In the first study, a team from the Harvard School of Public Health documented an association between long-term exposure to PM2.5 and an increased risk of hospitalization for serious heart and lung disease. Analyzing data from nearly 60 million American adults over 16 years, they found a significant correlation between PM2.5 levels and hospitalization for a variety of cardiovascular diseases, from coronary heart disease to aortic aneurysm. The results show that even small reductions in pollution can have a significant impact on public health.

To conduct the study, a team from the Harvard School of Public Health linked average daily levels of PM2.5 particles between 2000 and 2016 to the zip codes of nearly 60 million American adults (84% of them white and 55% women). They then used Medicare insurance data to track hospitalization rates over an eight-year average. Taking into account a range of economic, health and social factors, average exposure to PM2.5 over three years was associated with an increased risk of first hospitalization for seven major types of cardiovascular disease: coronary heart disease, cerebrovascular disease, heart failure, cardiomyopathy, arrhythmia, diseases heart valves and aneurysms of the thoracic and abdominal aorta. The findings of this work suggest that if annual PM2.5 levels could be reduced below 5 µg/m3, we could avoid 23% of hospitalizations due to cardiovascular disease.

The researchers say their findings show that there is no safe threshold for chronic PM2.5 exposure to overall cardiovascular health and that significant benefits can be achieved if WHO air quality guidelines are followed.

The regulatory framework is also undergoing changes. On February 7, 2024, the US Environmental Protection Agency (EPA) updated the national air quality standard for PM2.5, although it still significantly exceeds WHO recommendations. The move underscores the urgent need for stronger action to address this public health problem.

Another study by researchers at Boston University School of Public Health found that even short-term exposure to relatively low levels of PM2.5 is associated with significant increases in hospitalizations and emergency department visits for cardiovascular and respiratory diseases. These results highlight the need for ongoing surveillance and preventive measures to protect the health of exposed communities.

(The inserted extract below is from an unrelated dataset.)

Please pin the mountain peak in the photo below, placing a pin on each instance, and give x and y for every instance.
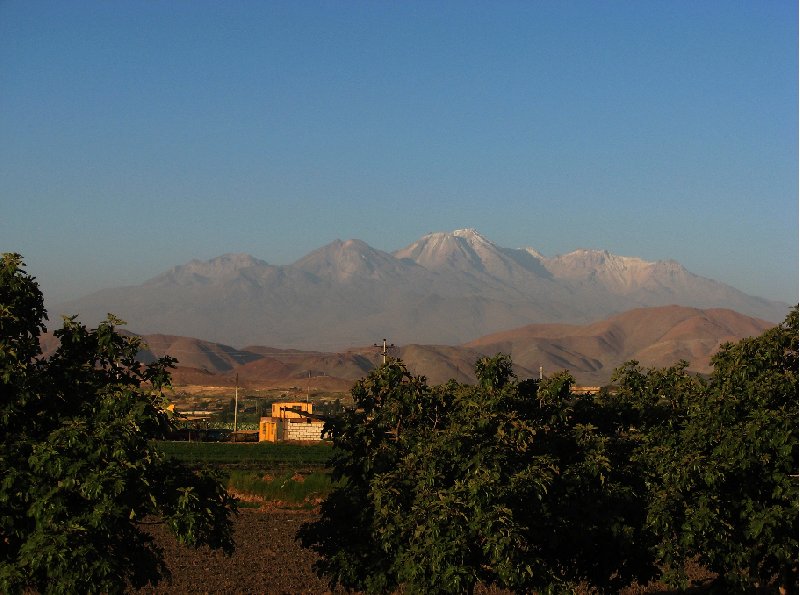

Additionally, a study published in the journal Neurology by researchers at Emory University in Atlanta shows a link between air pollution and Alzheimer’s disease. By examining brain tissue from deceased donors, they found a link between PM2.5 exposure and the accumulation of amyloid plaques in the brain, a key marker of this neurodegenerative disease. These findings suggest that air pollution may be an important environmental factor in the development of the disease, even in the absence of genetic predisposition.

For the study, researchers examined brain tissue from 224 people who agreed to donate their brains after death to advance dementia research. People died at an average age of 76 years. The researchers examined exposure to traffic-related air pollution based on the home address of people in the Atlanta area at the time of death. They found that people who were exposed to more air pollution one and three years before death were more likely to have higher levels of amyloid plaques in their brains.